On a scorching hot summer day, labour workers held bricks in their hands in a stiff and stinky atmosphere, under the burning sun, to construct a house in Peshawar. It was the month of July. The wind was silent and motionless. The trees and plants looked stationary beneath the sun. The birds were all gasping for breath. Under this blistering heat, several labourers were working hard. 

Muneer (1) continued to work despite the unbearable heat, his face and body covered in sweat, along with other workers. Muneer is 19  years old. He is an Afghan refugee in Pakistan, and aspires to become a doctor as a way to change his future. He recently graduated from school, but despite these twelve years of education, he is working as a labourer in the hot month of July.

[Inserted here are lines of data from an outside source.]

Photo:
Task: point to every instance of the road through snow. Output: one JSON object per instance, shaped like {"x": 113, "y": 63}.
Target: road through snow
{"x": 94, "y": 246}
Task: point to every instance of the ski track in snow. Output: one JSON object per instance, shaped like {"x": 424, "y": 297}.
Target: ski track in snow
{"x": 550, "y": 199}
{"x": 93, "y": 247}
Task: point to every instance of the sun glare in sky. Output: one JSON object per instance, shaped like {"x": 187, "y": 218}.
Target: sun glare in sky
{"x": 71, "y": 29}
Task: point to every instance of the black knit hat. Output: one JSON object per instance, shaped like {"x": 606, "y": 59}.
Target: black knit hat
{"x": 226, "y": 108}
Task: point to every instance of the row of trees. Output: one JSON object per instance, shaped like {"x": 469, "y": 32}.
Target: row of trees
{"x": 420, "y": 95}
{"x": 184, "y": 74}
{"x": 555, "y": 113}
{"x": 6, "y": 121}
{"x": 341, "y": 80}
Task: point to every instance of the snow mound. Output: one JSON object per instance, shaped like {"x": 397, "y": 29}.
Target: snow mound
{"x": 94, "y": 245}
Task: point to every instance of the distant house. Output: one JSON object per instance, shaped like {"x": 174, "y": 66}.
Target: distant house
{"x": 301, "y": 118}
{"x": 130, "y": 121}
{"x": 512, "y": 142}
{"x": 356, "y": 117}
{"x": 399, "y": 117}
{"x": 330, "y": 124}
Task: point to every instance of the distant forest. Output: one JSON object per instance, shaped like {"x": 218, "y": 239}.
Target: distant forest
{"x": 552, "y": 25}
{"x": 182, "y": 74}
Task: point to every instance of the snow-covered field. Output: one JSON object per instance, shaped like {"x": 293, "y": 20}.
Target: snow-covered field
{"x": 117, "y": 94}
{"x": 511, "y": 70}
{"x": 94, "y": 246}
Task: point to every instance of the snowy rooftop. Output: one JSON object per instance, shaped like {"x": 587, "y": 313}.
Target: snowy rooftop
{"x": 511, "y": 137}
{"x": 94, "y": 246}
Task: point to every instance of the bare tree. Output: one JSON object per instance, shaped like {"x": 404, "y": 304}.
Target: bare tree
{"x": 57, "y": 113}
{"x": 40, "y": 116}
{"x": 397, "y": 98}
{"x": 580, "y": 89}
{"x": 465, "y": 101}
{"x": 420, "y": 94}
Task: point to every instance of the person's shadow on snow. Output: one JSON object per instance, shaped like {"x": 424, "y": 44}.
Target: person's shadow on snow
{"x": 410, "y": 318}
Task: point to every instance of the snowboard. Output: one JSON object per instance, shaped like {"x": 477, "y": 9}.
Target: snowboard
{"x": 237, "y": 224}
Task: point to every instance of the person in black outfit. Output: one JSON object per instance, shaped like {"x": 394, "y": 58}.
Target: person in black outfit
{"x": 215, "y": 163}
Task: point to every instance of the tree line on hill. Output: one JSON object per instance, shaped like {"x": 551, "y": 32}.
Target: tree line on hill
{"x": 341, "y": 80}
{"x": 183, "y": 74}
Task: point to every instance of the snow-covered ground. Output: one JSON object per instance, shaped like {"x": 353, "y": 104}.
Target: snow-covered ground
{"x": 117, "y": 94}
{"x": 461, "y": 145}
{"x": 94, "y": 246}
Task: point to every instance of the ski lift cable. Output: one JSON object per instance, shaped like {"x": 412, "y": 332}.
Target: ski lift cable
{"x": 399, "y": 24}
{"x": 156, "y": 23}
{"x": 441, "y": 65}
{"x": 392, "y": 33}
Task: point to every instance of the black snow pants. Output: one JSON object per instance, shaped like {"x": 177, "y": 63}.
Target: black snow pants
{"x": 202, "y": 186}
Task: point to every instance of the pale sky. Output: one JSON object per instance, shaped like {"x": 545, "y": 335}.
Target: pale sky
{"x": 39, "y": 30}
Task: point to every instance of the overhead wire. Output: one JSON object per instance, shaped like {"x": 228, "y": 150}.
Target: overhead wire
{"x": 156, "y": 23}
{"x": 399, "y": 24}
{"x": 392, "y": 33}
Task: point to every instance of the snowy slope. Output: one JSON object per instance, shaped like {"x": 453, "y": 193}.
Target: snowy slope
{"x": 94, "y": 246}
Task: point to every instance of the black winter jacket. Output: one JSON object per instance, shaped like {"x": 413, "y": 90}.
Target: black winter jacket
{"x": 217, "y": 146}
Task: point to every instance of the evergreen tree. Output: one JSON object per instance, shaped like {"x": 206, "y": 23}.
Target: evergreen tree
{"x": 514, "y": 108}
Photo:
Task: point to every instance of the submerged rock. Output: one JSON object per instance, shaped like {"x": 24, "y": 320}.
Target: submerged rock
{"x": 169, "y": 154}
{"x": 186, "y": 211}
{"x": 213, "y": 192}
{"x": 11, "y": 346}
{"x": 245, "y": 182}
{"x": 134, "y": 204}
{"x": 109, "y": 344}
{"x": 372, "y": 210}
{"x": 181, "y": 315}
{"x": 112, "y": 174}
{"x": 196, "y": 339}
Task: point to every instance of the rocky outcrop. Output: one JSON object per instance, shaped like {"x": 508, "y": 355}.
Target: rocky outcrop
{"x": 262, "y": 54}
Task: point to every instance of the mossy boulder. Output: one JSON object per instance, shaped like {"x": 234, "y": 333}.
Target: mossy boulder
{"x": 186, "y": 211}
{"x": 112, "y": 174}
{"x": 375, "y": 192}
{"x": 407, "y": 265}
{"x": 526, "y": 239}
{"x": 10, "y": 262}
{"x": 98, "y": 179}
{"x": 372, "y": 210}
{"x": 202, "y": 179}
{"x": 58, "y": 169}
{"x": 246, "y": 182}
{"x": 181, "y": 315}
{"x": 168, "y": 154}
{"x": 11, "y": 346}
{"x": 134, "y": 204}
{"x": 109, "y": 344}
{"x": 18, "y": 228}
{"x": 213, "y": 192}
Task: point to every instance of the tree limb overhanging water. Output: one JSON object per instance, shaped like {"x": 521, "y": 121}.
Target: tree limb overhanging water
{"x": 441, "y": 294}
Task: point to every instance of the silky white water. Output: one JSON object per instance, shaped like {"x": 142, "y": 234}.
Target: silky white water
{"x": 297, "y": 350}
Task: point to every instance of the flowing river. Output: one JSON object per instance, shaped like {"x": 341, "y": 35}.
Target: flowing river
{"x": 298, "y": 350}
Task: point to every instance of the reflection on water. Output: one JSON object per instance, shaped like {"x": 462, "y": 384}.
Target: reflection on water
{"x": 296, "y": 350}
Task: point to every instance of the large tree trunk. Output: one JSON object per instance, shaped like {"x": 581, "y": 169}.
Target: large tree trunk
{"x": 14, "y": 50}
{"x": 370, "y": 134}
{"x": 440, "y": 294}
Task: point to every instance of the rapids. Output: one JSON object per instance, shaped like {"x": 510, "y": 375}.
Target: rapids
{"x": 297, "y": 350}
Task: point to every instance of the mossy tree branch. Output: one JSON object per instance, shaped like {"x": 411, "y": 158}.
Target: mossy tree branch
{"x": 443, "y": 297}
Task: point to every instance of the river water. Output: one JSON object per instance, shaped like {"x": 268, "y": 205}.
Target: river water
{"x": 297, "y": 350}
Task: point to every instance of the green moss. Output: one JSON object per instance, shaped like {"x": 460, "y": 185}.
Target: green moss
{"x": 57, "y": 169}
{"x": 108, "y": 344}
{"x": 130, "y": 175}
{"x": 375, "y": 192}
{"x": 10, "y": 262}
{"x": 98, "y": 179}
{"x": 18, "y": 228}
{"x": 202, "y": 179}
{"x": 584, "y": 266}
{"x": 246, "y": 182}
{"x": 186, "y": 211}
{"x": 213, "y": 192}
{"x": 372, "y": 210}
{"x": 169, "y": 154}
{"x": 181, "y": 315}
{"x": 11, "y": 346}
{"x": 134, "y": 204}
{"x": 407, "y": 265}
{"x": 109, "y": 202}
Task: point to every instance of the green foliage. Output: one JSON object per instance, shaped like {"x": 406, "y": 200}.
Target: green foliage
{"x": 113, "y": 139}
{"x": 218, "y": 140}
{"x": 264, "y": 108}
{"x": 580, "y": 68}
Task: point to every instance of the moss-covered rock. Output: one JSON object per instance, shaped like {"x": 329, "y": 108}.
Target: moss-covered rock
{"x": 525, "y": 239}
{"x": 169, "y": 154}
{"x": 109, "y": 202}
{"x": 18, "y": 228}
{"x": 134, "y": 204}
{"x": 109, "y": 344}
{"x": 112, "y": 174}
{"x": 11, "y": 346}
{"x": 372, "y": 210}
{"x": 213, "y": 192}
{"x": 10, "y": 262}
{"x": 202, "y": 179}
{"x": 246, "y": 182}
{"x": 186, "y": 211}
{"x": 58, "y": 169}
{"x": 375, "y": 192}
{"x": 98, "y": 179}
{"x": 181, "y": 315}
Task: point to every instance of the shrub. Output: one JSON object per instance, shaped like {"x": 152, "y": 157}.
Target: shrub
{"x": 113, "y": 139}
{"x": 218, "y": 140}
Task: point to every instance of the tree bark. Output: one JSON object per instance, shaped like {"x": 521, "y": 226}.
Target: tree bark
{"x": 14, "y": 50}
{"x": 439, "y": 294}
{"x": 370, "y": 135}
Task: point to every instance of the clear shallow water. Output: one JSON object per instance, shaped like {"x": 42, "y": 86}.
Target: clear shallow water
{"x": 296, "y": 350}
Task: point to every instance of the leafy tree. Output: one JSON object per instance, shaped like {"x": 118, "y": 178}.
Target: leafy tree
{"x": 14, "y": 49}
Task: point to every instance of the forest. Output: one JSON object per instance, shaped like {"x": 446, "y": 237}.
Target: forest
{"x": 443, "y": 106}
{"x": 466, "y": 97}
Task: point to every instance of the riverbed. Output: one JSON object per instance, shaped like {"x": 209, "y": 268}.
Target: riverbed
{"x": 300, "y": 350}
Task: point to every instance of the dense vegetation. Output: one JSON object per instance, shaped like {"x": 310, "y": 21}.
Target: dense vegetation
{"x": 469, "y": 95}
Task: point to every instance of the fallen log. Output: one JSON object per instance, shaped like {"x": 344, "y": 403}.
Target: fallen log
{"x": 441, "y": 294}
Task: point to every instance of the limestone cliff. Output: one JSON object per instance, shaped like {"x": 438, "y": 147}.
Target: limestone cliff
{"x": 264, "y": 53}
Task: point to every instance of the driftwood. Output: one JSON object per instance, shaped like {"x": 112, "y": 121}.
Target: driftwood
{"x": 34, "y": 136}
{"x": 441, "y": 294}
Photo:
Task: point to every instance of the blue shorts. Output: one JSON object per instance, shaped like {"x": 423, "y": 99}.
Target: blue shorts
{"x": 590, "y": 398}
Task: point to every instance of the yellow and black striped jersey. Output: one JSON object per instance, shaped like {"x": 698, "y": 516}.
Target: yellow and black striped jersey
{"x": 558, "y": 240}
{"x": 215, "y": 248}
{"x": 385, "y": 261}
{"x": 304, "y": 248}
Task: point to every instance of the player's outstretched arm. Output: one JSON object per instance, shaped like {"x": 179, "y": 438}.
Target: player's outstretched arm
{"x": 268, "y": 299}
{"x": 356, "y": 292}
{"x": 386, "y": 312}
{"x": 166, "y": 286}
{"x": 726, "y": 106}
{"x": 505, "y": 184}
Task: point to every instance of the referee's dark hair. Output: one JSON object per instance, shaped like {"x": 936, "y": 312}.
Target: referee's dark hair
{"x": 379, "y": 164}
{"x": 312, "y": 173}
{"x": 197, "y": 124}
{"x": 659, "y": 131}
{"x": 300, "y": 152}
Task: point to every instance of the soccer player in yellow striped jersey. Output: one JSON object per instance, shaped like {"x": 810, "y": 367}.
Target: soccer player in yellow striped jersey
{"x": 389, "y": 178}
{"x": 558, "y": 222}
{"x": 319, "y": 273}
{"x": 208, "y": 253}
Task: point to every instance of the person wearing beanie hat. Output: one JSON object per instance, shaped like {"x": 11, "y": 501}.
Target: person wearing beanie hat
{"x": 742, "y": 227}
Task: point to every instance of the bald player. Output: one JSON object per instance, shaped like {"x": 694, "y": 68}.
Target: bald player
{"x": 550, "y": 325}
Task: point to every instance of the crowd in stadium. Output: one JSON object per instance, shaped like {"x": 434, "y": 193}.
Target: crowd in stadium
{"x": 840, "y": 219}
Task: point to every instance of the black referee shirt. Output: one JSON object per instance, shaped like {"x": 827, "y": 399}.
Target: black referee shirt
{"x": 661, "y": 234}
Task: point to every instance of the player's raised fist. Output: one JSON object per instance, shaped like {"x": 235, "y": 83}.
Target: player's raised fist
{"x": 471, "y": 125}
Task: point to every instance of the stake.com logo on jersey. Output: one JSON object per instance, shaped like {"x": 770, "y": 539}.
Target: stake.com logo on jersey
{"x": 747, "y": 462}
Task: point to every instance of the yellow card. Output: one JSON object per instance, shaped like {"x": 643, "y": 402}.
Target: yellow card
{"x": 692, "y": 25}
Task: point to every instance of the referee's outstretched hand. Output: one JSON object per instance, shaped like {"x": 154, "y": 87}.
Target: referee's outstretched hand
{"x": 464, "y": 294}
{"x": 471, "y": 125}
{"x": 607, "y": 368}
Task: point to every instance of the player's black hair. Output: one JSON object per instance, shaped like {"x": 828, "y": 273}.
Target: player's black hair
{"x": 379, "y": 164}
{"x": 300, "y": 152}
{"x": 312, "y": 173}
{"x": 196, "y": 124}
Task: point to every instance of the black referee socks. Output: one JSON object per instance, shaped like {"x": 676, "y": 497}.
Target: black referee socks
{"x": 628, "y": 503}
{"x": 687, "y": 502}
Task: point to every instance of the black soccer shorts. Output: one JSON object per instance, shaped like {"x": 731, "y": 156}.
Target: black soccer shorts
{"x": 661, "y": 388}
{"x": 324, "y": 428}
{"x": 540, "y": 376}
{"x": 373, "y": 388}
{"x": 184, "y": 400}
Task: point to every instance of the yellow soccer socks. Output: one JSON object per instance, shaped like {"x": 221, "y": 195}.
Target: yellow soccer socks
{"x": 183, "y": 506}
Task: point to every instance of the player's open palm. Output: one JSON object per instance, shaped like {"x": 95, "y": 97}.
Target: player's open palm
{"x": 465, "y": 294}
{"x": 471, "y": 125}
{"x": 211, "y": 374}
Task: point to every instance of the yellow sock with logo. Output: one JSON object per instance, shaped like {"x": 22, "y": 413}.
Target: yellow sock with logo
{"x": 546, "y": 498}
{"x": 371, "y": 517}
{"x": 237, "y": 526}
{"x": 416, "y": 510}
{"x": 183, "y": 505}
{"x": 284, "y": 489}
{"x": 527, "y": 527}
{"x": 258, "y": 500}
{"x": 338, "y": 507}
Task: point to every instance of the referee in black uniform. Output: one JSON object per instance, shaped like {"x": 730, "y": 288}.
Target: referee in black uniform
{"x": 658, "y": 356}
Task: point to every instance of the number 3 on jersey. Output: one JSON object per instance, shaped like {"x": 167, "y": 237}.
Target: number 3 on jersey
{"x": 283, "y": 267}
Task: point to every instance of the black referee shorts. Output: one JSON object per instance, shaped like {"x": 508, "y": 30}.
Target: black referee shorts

Muneer is one of the students participating in the Voices of Refugee Youth research study: a study tracking education transitions to build the evidence base for post-primary education for refugee youth in Pakistan and Rwanda. As an Afghan refugee studying in Pakistan, he is one of over 1000 students who have participated in the research study’s surveys and interviews at several points over the last two year, following his journey through education and employment. 

During the third data point of the research study (DP3), I called Muneer twice. On the first occasion, he picked up his phone and said that he is working and cannot speak to me right now. I called him again the next day at the same time: his response was the same. This time I managed to ask him where he was working; he named a place near where I live, and I decided to meet him in person to complete the survey. 

When we met, Muneer spoke about his aims and ambitions of becoming a doctor. However, because he is an undocumented refugee in Pakistan, he is unable to get a scholarship to go to university.

There are many more children like Muneer who want to change their future. Instead of being labour workers and holding bricks, they want to hold books and pens. Unfortunately, their future employment aspirations and dreams are being crushed by the cruel hands of destiny. According to the latest statistics by UNHCR, the number of refugees across the world has increased over the last decade. In 2010, it was estimated that 41 million people were forcibly displaced, while the figures rose to 82 million by 2020 (UNHCR Flagship report, 2022).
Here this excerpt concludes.